Energy & Environment Advertise
With Us

FG Moves To Separate Gas Business From Oil  

By Yemie Adeoye  

 

In an effort to achieve maximum utilisation of natural gas, the Federal Government has announced the commencement of moves to help it separate gas business from oil as well as identify strategies for success and appropriate policies to help drive the sector.

The Minister of State for Energy (Gas), Chief Emmanuel Odusina said this while delivering the keynote address at the recently held second quarter 2008 Nigerian Gas Association Business Forum in Abuja.

According to him, the identified strategy for success is increased gas utilisation through accelerated development of the gas sector and accelerated development of the domestic gas market.

“Full utilisation of natural gas in Nigeria will see gas overtaking crude oil in revenue in the foreseeable future. A major initiative to separate gas business from oil is being launched by the government and we can achieve maximum utilisation of natural gas by investing in local consumption development and export via, power-generating plants, plant-treating and processing plants (including liquefaction, production of LPG, CNG and other liquids), consumption of Natural Gas for re-injection as well as a networked natural gas distribution for domestic, commercial, industrial and petrochemicals.”

To support the planned aggressive expansion of the Nigeria Gas sector in an orderly manner, the Federal Executive Council recently approved the Nigerian Gas Master Plan.

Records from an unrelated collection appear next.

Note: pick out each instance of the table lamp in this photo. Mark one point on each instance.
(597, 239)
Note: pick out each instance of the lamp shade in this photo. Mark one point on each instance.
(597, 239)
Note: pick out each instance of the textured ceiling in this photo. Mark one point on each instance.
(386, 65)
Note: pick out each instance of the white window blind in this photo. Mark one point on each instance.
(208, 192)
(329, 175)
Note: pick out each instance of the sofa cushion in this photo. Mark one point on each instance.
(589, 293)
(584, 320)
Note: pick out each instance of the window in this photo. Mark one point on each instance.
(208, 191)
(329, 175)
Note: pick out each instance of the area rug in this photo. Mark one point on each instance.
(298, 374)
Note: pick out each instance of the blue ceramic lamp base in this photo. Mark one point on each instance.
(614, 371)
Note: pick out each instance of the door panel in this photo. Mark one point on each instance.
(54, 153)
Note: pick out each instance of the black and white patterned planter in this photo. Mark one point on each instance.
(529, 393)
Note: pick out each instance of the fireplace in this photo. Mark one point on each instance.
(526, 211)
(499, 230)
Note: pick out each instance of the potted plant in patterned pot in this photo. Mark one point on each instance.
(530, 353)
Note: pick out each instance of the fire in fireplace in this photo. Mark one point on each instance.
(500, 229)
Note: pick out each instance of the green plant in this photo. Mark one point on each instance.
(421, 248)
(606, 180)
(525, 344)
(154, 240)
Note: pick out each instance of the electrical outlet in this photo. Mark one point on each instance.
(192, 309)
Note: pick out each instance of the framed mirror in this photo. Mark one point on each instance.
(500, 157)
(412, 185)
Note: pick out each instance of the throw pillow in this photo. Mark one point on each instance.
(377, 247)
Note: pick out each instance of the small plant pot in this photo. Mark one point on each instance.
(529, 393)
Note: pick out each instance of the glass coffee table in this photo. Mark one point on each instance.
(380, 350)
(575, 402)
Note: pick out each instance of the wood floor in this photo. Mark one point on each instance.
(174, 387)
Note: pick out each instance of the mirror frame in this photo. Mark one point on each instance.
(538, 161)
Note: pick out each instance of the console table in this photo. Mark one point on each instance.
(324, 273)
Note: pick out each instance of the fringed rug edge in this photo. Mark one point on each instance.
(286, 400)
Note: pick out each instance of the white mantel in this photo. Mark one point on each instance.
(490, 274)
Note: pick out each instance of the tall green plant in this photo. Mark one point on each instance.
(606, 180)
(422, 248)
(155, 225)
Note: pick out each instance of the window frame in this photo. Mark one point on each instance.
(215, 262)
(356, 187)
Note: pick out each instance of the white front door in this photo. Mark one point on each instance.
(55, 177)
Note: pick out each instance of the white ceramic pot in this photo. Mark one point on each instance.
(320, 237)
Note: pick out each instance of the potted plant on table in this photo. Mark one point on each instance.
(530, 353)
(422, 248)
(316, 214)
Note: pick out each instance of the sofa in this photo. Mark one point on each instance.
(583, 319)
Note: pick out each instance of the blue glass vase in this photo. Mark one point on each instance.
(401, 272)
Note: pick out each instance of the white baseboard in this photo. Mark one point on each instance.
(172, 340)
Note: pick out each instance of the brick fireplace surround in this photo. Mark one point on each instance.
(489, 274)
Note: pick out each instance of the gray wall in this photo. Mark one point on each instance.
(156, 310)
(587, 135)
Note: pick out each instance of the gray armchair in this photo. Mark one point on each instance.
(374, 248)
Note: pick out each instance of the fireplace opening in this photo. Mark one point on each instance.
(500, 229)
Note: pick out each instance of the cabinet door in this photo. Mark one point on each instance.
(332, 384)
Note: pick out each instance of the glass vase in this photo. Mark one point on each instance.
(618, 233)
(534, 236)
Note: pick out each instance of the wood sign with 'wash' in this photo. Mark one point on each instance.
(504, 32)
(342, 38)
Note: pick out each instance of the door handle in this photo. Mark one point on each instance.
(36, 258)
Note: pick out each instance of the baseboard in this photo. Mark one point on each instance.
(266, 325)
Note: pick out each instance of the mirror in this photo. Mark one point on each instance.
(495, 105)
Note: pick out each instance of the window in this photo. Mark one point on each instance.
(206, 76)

The Gas Master Plan is the country’s first major holistic approach to address gas framework. The Gas Master Plan comprises three key sections: Gas pricing policy, domestic supply obligation regulation, as well as the Gas infrastructure blueprint.

“I am pleased to be accorded the honour to present a keynote address to this special gathering. First, I wish to appreciate the effort of the organisers of this forum for it is a demonstration of the fact that they have the interest of this nation at heart. The forum has come at a time when it is most relevant.

The theme of the forum: Gas Flares Out and Strategies for Success, is topical because it is in alignment with the current position of government on not only monetising the abundant gas resources but also to increase and promote the use of gas in Nigeria through linkages to the power, industrial and agricultural sectors.

It is our belief that this keynote address would enable us share our views with industry stakeholders on the subject matter. It will also serve as a medium to present our efforts so far towards total realisation of the project.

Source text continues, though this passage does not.